Let's try to colour them differently from February -

alt.Chart(data, height=200, title="Some industries are approaching pre-pandemic employment, but leisure and hospitality jobs are lagging far behind"
         ).mark_area(
    line=True, 
    interpolate='step-after'
    ).transform_calculate(
    recent = alt.datum.time > alt.expr.toDate('2020-01-31')
).encode(
    x= alt.X('time', title=None),
    y= alt.Y('cumulative_change:Q', title=None, scale=alt.Scale(domain=[-3000, 3000])),
    color = 'recent:N',
    stroke = 'recent:N',
#     row = alt.Row('type:N', rows=3)
    facet = alt.Facet('type:N', columns=2, spacing={'row': -200}, 
                      sort=['Construction', 'Education and health', 'Business and professional services', 'Manufacturing', 'Retail', 'Leisure and hospitality'],
                      title="Cumulative change in jobs since August 2016, by industry"
                     )
).resolve_axis(y='independent', x='independent')

The lines are overlapped. Let's try a different approach -

base = alt.Chart(height=200).transform_calculate(
    recent = alt.datum.time >= alt.expr.toDate('2020-01-01')
).encode(
    x= alt.X('time:T', title=None),
    y= alt.Y('cumulative_change:Q', title=None, scale=alt.Scale(domain=[-3000, 3000])),
    tooltip=['time']
)
    
area = base.mark_area(interpolate='step-after', fillOpacity=0.6).encode(color = 'recent:N')

line = base.mark_line(interpolate='step-after', color="blue").encode(color = 'recent:N')#'recent:N',)
    
alt.layer(area,line, data=plot_data).facet(alt.Facet('type:N', 
                      sort=['Construction', 'Education and health', 'Business and professional services', 'Manufacturing', 'Retail', 'Leisure and hospitality'],
                      title="Cumulative change in jobs since August 2016, by industry"
                     )
).resolve_axis(y='independent', x='independent').configure_facet(columns=2).properties(title="Some industries are approaching pre-pandemic employment, but leisure and hospitality jobs are lagging far behind")

That was better. Let's make it aesthetically pleasing -

base = alt.Chart(height=200).transform_calculate(
    recent = alt.datum.time >= alt.expr.toDate('2020-01-01')
).encode(
    x= alt.X('time:T', title=None, axis=alt.Axis(format="%y", domainDash=[2,2.5], domainWidth=1.5, tickCount=5, domain=False, labelPadding=1)),
    y= alt.Y('cumulative_change:Q', title=None, axis=alt.Axis(domain=False), scale=alt.Scale(domain=[-2000, 2000])),
)
    
area = base.mark_area(interpolate='step-after', fillOpacity=0.1).encode(color = alt.Color('recent:N', legend=None))

line = base.mark_line(interpolate='step-after', strokeCap="round").encode(color = alt.Color('recent:N', scale=alt.Scale(domain=['false', 'true'], range=['black', 'rgb(22, 174, 205)'])))#'recent:N',)
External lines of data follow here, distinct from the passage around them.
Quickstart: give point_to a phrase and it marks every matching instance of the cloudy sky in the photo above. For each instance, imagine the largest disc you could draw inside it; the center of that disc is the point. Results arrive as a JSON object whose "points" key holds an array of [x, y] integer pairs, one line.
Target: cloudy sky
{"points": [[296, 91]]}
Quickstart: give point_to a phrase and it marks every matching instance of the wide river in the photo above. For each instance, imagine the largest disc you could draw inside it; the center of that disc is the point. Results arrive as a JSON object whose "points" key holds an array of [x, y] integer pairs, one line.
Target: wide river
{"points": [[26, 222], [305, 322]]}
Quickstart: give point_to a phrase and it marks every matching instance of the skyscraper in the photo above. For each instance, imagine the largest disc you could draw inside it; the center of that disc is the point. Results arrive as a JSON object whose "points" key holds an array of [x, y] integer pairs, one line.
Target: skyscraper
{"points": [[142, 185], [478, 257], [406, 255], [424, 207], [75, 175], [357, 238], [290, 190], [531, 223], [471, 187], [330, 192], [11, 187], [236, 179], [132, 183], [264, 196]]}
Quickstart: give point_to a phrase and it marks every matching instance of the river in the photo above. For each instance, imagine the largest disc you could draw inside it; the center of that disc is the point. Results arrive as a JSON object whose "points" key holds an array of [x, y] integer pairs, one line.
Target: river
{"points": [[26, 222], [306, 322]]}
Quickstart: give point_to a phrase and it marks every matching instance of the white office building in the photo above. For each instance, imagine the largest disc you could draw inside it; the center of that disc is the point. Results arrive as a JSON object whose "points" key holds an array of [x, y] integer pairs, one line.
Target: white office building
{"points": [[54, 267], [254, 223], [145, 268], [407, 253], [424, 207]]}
dot = base.mark_circle(color='rgb(22, 174, 205)', size=50).encode(
    x='max(time)',
    y=alt.Y('cumulative_change:Q', aggregate={'argmax': 'time'}),
)

text = base.mark_text(align='left', dx=10).encode(
    x='max(time)',
    y=alt.Y('cumulative_change:Q', aggregate={'argmax': 'time'}),
    text=alt.Text('since_feb:Q', aggregate={'argmax': 'time'})
)

h_rule = alt.Chart(pd.DataFrame({'zero': [[0]]})).mark_rule(strokeDash=[2,2]).encode(y='zero:Q')

alt.layer(area,line,dot,text, h_rule, data=plot_data).facet(facet=alt.Facet('type:N', 
                      sort=['Construction', 'Education and health', 'Business and professional services', 'Manufacturing', 'Retail', 'Leisure and hospitality'],
                      header=alt.Header(title="Cumulative change in jobs since August 2016, by industry", titleOrient="top", titleAnchor='start', titleFontSize=15, titleColor='grey')
                     ), spacing={"row": -100}
).resolve_axis(y='independent', x='independent').configure_facet(columns=2).configure_axis(grid=False).configure_view(stroke=None).properties(title="Some industries are approaching pre-pandemic employment, but leisure and hospitality jobs are lagging far behind").configure_title(fontSize=17)

We cannot fix the row spacing because of the last chart - all the facet charts will have the area of the sub-chart with the mximum area.